Andrea
Ackerman
March 2013
Brief
Narrative Biography
Andrea
Ackerman is an artist, writer and theorist living and working in New York. At Yale she studied
physics and biophysics; afterwards she graduated Harvard Medical School, with a
concentration in Neuroscience, and trained and practiced as a psychiatrist and
psychoanalyst. She gradually turned though, to a career as an artist. She has
used digital technology since the mid 1990's. Ackerman does all the creative
and technical work on her projects. Her work is created at the intersection of
technology, nature, aesthetics and ethics. She imbues objects with qualities
not ordinarily occurring in nature, creating a synthetic nature. Specific
aspects of 2D and 3D still and animation software are applied in subtle ways
like using effects meant for fluids on rose petals or skin. The images are
visually genetically engineered and animated with cross species qualities.
Ackerman believes finding meaningful ways to use these cross category effects
is essential to the evocation of a seamless transformation - digital to human.
Her first series, largely 2D, is Synthetic Landscapes, which are meant to function as portable
gardens for use in the extreme denatured urban environments we inhabit. The
current works are 3D computer animations,
using Maya (3D animation software used in the film industry) and Pixar's
Renderman. Rose Breathing, Yawn, and Woman Waking_Paper Dissolve, are three animations which bring a subtle slow, complex emotionality to 3D characters,
creating an experience of intimacy. In Rose Breathing, a synthetic rose, whose petals are reminiscent
of flesh, rhythmically opens and closes in human like respiration. In Yawn, and Woman Waking_Paper Dissolve, a virtual
monochrome gray woman, mysteriously natural yet obviously artificial, undergoes
a series of ambiguously but deeply emotionally expressive transformations.

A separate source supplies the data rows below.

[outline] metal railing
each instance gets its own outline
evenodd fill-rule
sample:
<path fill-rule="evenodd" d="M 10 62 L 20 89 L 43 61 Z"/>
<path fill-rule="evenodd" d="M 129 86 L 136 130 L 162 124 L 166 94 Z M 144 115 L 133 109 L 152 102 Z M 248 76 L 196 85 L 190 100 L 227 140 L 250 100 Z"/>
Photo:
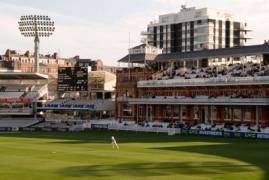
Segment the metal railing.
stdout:
<path fill-rule="evenodd" d="M 0 109 L 0 114 L 2 115 L 12 115 L 12 114 L 18 114 L 18 115 L 31 115 L 33 114 L 33 109 L 27 108 L 27 109 Z"/>
<path fill-rule="evenodd" d="M 169 79 L 139 81 L 138 87 L 182 87 L 182 86 L 216 86 L 216 85 L 240 85 L 240 84 L 269 84 L 269 76 L 256 77 L 217 77 L 196 79 Z"/>
<path fill-rule="evenodd" d="M 128 98 L 119 97 L 119 102 L 130 104 L 186 104 L 186 105 L 269 105 L 269 98 L 189 98 L 189 97 L 155 97 L 155 98 Z"/>

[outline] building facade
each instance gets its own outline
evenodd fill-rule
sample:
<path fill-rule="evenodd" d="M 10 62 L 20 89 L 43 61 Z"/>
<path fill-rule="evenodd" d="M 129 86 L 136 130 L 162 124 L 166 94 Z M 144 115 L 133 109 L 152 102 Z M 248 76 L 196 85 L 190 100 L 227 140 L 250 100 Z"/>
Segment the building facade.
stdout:
<path fill-rule="evenodd" d="M 6 50 L 2 56 L 1 69 L 7 69 L 5 64 L 12 64 L 8 70 L 17 72 L 33 72 L 35 58 L 30 51 L 19 53 L 15 50 Z M 77 60 L 75 58 L 60 58 L 58 53 L 52 55 L 40 55 L 39 57 L 39 69 L 38 73 L 49 75 L 52 78 L 56 78 L 58 75 L 59 67 L 74 67 Z"/>
<path fill-rule="evenodd" d="M 123 69 L 117 73 L 116 118 L 269 126 L 268 54 L 268 44 L 160 54 L 146 68 Z M 225 66 L 185 66 L 211 57 L 241 56 L 259 57 L 259 61 L 246 58 Z"/>
<path fill-rule="evenodd" d="M 231 13 L 183 6 L 150 22 L 142 34 L 163 53 L 174 53 L 244 46 L 247 31 L 247 23 Z"/>
<path fill-rule="evenodd" d="M 30 51 L 20 53 L 7 49 L 5 54 L 0 56 L 0 71 L 33 72 L 34 62 L 35 58 Z M 81 59 L 79 56 L 61 58 L 58 53 L 40 54 L 38 73 L 57 79 L 58 69 L 61 67 L 91 67 L 92 71 L 104 69 L 100 59 Z"/>

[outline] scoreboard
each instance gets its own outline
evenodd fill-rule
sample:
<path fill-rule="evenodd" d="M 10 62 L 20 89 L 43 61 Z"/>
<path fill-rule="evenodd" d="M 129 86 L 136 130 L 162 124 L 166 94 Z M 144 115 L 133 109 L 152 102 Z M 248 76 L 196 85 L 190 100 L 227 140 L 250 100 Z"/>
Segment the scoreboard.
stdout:
<path fill-rule="evenodd" d="M 59 68 L 58 91 L 88 91 L 88 68 Z"/>

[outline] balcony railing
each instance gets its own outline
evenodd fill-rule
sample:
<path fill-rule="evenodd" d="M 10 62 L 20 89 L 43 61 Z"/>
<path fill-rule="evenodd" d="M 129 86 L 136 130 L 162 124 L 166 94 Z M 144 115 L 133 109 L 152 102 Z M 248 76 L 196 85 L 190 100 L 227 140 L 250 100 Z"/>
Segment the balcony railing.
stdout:
<path fill-rule="evenodd" d="M 190 98 L 190 97 L 155 97 L 155 98 L 128 98 L 119 97 L 118 102 L 130 104 L 174 104 L 174 105 L 269 105 L 269 98 Z"/>
<path fill-rule="evenodd" d="M 33 109 L 26 108 L 26 109 L 0 109 L 0 115 L 31 115 L 33 114 Z"/>
<path fill-rule="evenodd" d="M 256 77 L 217 77 L 196 79 L 169 79 L 139 81 L 140 88 L 148 87 L 184 87 L 184 86 L 225 86 L 225 85 L 256 85 L 269 84 L 269 76 Z"/>

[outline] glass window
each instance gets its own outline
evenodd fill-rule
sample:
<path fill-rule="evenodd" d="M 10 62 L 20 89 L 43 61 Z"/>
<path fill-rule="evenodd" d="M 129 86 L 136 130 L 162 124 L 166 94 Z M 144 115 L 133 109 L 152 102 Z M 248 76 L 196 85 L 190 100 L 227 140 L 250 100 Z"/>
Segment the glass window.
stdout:
<path fill-rule="evenodd" d="M 139 114 L 139 117 L 143 116 L 143 107 L 142 106 L 139 106 L 138 114 Z"/>
<path fill-rule="evenodd" d="M 208 37 L 207 36 L 197 36 L 196 38 L 195 38 L 195 41 L 196 42 L 207 42 L 208 41 Z"/>
<path fill-rule="evenodd" d="M 199 119 L 199 108 L 197 106 L 193 107 L 192 118 L 193 119 Z"/>
<path fill-rule="evenodd" d="M 244 112 L 244 121 L 251 121 L 251 107 L 246 107 Z"/>
<path fill-rule="evenodd" d="M 172 112 L 171 106 L 166 106 L 166 110 L 164 112 L 164 116 L 165 117 L 171 117 L 171 112 Z"/>
<path fill-rule="evenodd" d="M 132 116 L 132 107 L 129 104 L 123 105 L 123 116 Z"/>
<path fill-rule="evenodd" d="M 211 118 L 213 121 L 217 120 L 217 107 L 211 106 Z"/>
<path fill-rule="evenodd" d="M 240 108 L 234 108 L 233 119 L 234 121 L 241 121 L 241 109 Z"/>
<path fill-rule="evenodd" d="M 208 27 L 199 27 L 194 29 L 194 33 L 201 33 L 201 34 L 205 34 L 208 33 L 209 29 Z"/>
<path fill-rule="evenodd" d="M 179 117 L 179 107 L 178 106 L 174 106 L 174 118 L 178 118 Z"/>
<path fill-rule="evenodd" d="M 187 119 L 188 118 L 187 106 L 182 106 L 182 118 L 183 119 Z"/>
<path fill-rule="evenodd" d="M 231 120 L 232 119 L 232 108 L 225 107 L 224 108 L 224 120 Z"/>

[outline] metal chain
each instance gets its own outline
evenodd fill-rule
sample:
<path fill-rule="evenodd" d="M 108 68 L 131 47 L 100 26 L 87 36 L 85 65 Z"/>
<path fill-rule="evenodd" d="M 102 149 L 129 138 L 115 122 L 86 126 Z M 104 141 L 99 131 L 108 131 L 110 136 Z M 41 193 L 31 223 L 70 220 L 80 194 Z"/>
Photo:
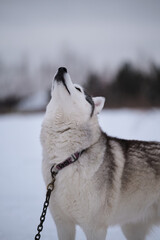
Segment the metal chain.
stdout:
<path fill-rule="evenodd" d="M 45 202 L 43 204 L 43 210 L 42 210 L 42 214 L 40 216 L 40 224 L 37 227 L 37 231 L 38 233 L 35 235 L 35 240 L 39 240 L 41 238 L 41 231 L 43 230 L 43 223 L 45 221 L 45 217 L 46 217 L 46 213 L 47 213 L 47 208 L 49 206 L 49 200 L 50 200 L 50 196 L 51 196 L 51 192 L 54 189 L 54 182 L 55 182 L 55 176 L 52 175 L 52 182 L 50 182 L 47 186 L 47 193 L 46 193 L 46 199 Z"/>
<path fill-rule="evenodd" d="M 82 153 L 82 152 L 81 152 Z M 75 153 L 77 154 L 77 153 Z M 75 162 L 76 160 L 78 160 L 80 154 L 78 153 L 78 157 L 76 157 L 76 155 L 73 154 L 71 157 L 73 158 L 74 161 L 69 161 L 68 159 L 66 159 L 65 162 L 63 162 L 63 164 L 59 164 L 61 165 L 60 168 L 58 168 L 58 165 L 54 164 L 52 167 L 51 167 L 51 176 L 52 176 L 52 181 L 48 184 L 47 186 L 47 192 L 46 192 L 46 199 L 45 199 L 45 202 L 43 204 L 43 210 L 42 210 L 42 214 L 40 216 L 40 224 L 38 225 L 37 227 L 37 234 L 35 235 L 35 240 L 39 240 L 41 238 L 41 232 L 43 230 L 43 223 L 45 221 L 45 218 L 46 218 L 46 213 L 47 213 L 47 209 L 48 209 L 48 206 L 49 206 L 49 200 L 50 200 L 50 196 L 51 196 L 51 192 L 53 191 L 54 189 L 54 182 L 56 180 L 56 175 L 58 174 L 59 170 L 61 170 L 62 168 L 68 166 L 70 163 L 73 163 Z M 67 165 L 66 165 L 66 162 L 67 162 Z M 65 164 L 64 164 L 65 163 Z"/>

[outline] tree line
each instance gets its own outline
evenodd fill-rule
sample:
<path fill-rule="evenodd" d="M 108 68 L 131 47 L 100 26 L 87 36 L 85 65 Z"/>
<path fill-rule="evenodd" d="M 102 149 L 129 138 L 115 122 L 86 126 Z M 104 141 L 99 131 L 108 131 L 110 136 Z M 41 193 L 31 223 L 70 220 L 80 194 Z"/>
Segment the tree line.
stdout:
<path fill-rule="evenodd" d="M 0 62 L 0 113 L 15 111 L 26 96 L 39 90 L 46 91 L 50 98 L 50 80 L 55 71 L 51 64 L 43 64 L 36 74 L 31 74 L 27 62 L 10 69 Z M 83 85 L 90 95 L 104 96 L 107 108 L 160 107 L 160 66 L 153 63 L 147 71 L 124 63 L 111 79 L 89 71 Z"/>
<path fill-rule="evenodd" d="M 160 67 L 155 64 L 144 71 L 125 63 L 109 82 L 90 73 L 84 87 L 93 96 L 104 96 L 107 108 L 160 107 Z"/>

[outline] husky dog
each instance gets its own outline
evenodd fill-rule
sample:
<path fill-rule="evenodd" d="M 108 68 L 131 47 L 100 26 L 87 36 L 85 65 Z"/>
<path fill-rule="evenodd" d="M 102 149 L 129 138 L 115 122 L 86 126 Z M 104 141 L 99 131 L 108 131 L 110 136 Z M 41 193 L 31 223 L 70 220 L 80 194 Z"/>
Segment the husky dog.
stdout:
<path fill-rule="evenodd" d="M 59 240 L 75 239 L 79 225 L 87 240 L 104 240 L 119 224 L 128 240 L 143 240 L 160 223 L 160 143 L 113 138 L 97 114 L 103 97 L 90 97 L 59 68 L 42 124 L 43 176 L 73 153 L 79 159 L 59 171 L 50 211 Z M 117 238 L 118 239 L 118 238 Z"/>

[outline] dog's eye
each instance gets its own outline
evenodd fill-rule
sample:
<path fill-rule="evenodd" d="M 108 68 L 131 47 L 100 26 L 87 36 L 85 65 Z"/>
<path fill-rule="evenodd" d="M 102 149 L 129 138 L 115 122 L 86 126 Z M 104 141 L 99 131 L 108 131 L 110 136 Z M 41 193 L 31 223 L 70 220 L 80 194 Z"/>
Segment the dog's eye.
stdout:
<path fill-rule="evenodd" d="M 80 88 L 78 88 L 78 87 L 75 87 L 78 91 L 80 91 L 81 92 L 81 89 Z"/>

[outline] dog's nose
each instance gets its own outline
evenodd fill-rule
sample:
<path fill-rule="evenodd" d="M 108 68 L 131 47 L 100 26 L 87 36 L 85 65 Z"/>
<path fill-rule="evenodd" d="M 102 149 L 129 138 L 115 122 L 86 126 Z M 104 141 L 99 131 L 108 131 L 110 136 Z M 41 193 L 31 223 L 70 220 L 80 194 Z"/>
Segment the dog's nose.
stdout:
<path fill-rule="evenodd" d="M 67 68 L 60 67 L 60 68 L 58 68 L 58 72 L 60 72 L 60 73 L 67 73 Z"/>
<path fill-rule="evenodd" d="M 63 81 L 64 80 L 64 74 L 67 73 L 67 69 L 65 67 L 58 68 L 58 72 L 55 76 L 55 80 L 57 81 Z"/>

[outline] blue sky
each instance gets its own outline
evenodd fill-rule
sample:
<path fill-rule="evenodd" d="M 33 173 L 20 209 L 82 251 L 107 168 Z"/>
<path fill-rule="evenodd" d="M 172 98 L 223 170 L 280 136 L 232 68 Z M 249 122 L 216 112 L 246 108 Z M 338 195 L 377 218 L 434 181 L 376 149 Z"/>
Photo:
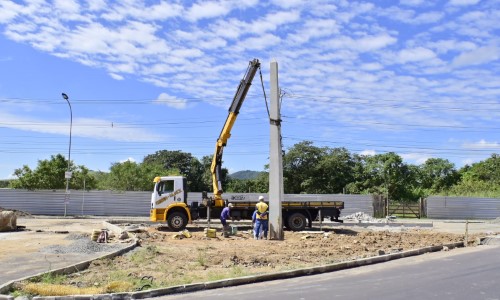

Ackerman's work has been shown internationally including at the San Jose Museum of Art (Vital Signs: New Media Art from the Permanent Collection, curated by Jodi Throckmorton and Brides of Frankenstein curated by Marcia Tanner), the Streaming Museum ( Art and Pop Culture in a Modern Mix for the Electronic Superhighway curated by Nina Colosi), the Chelsea Art Museum, Wood Street Galleries (Allure Electronica curated by Murray Horne), La Galleria Comunale d'Arte Contemporanea di Monfalcone (curated by Andrea Bruciati), Like the Spice gallery (curated by Marisa Sage), Jack the Pelican Presents (curated by Don Carroll), New Forms Festival (curated by Camille Baker) and at cinema_Scope (scope-art fairs) curated by Lee Wells among others. Rose Breathing is in the permanent collection of the San Jose Museum of Art.
Ackerman has been an invited speaker at the San Jose Museum of Art, Kingston University (London), Siggraph NYC and the College Art Association Conferences 2007 and 2008 -New Media Caucus Panels. She wrote the catalog essay for "Can We Fall in Love with a Machine ? " a show at Wood Street Galleries curated by Claudia Hart. She presented the paper Synthetic is More Sensuous: Advances in Neurology and the Aesthetics of New Media at ISEA 2008 in Singapore. Her scholarly paper entitled Some Thoughts Connecting Deterministic Chaos, Neuronal Dynamics and AestheticExperience, was published in the inaugural issue of the newly re-launched Leonardo Electronic Almanac (2011). In this paper, she proposes a new formal aesthetic theory, arguing that it is the properties of deterministic chaos and complexity, as the native dynamics of the brain/mind, which are fundamental to the creation of aesthetic experience. Ackerman is currently working on a further elaboration of this aesthetic theory and will be giving a lecture entitled Aesthetics, Complexity, the Brain, New Media and Network Dynamics at Pratt Institute, School of Art and Design, Department of Digital Arts, for the Spring 2013 Lecture Series.
Ackerman
has taught 3D computer modeling (Maya) at Pratt Institute in Brooklyn, was a co- director of ISEA201, and is an editor of Leonardo Electronic Almanac, most recently, the associate editor of Uncontainable, the exhibition catalog of electronic art exhibited at ISEA2011, Istanbul. Ackerman
lives in New York, New York with her husband and two children.